国土交通省は、中東情勢の変化を受けて「建設Gメン」が6月~7月に実施した重点調査の結果をまとめた。建設業者172者を対象に請負契約における建設業法の順守状況を調べた結果、中東情勢を理由に価格転嫁や工期変更の協議を拒否されたとする事案は確認されなかった。一方、中東情勢の影響の有無にかかわらず、適正な価格転嫁を進める上で建設業法に照らして不適正な行為が見受けられた138者に対して改善指導を行った。
重点調査は6月2日開催の第5回中東情勢に関する幹部会議での国土交通相の指示を受けて実施したもの。中小建設事業者の適切な価格転嫁や、中東情勢の変化を踏まえた工事の円滑な施工を図るため①法令違反疑義情報の収集②情報提供者へのヒアリング③法令違反の疑いがある取引相手方への調査・指導―を実施した。

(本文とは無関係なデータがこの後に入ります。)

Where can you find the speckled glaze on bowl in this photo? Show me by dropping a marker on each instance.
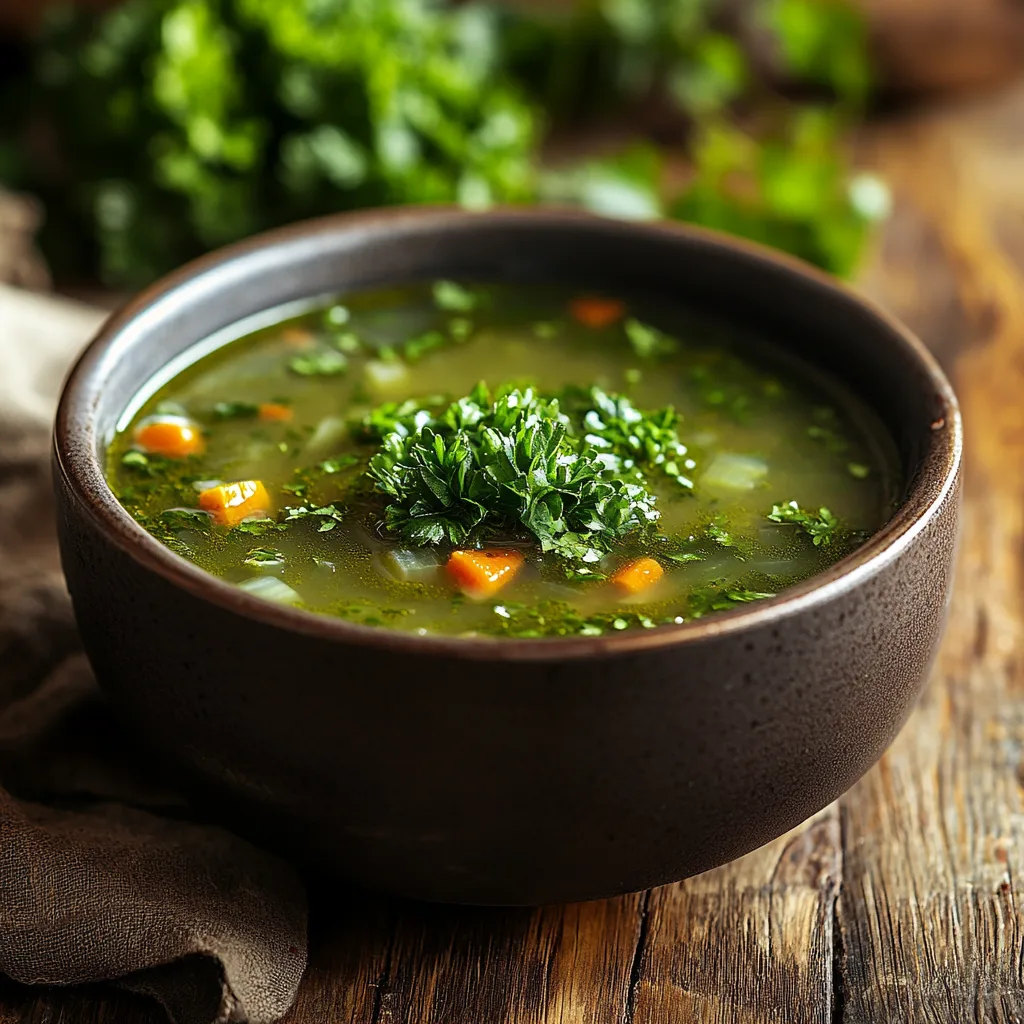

建設業者172者への聞き取りでは、建設工事の見積もりや契約、支払いなどに関する不適正な取引について、中東情勢の影響によるものかを確認。中東情勢を理由とした価格転嫁や工期変更の協議を取引相手から拒否された事案の有無についても調べた。
指導内容では、見積もりの内訳明示や条件提示の不備が115者(66・9%)で最も多かった。契約書の法定記載事項の不備が69者(40・1%)、契約書における価格転嫁に伴う請負代金額の変更に関する定めの不備が22者(12・8%)だった。
建設Gメンでは、調査と併せて価格転嫁に関する注意喚起も行っており、材料費などを適切に確保するため、必要な経費の内訳を明示した見積書を作成し、注文者に提示するよう求めている。また、契約後の価格高騰に適切に対応できるよう、請負代金額の変更方法などを定めた契約書を活用するほか、価格高騰などが予見される場合には注文者に適切に申し出るよう呼び掛けている。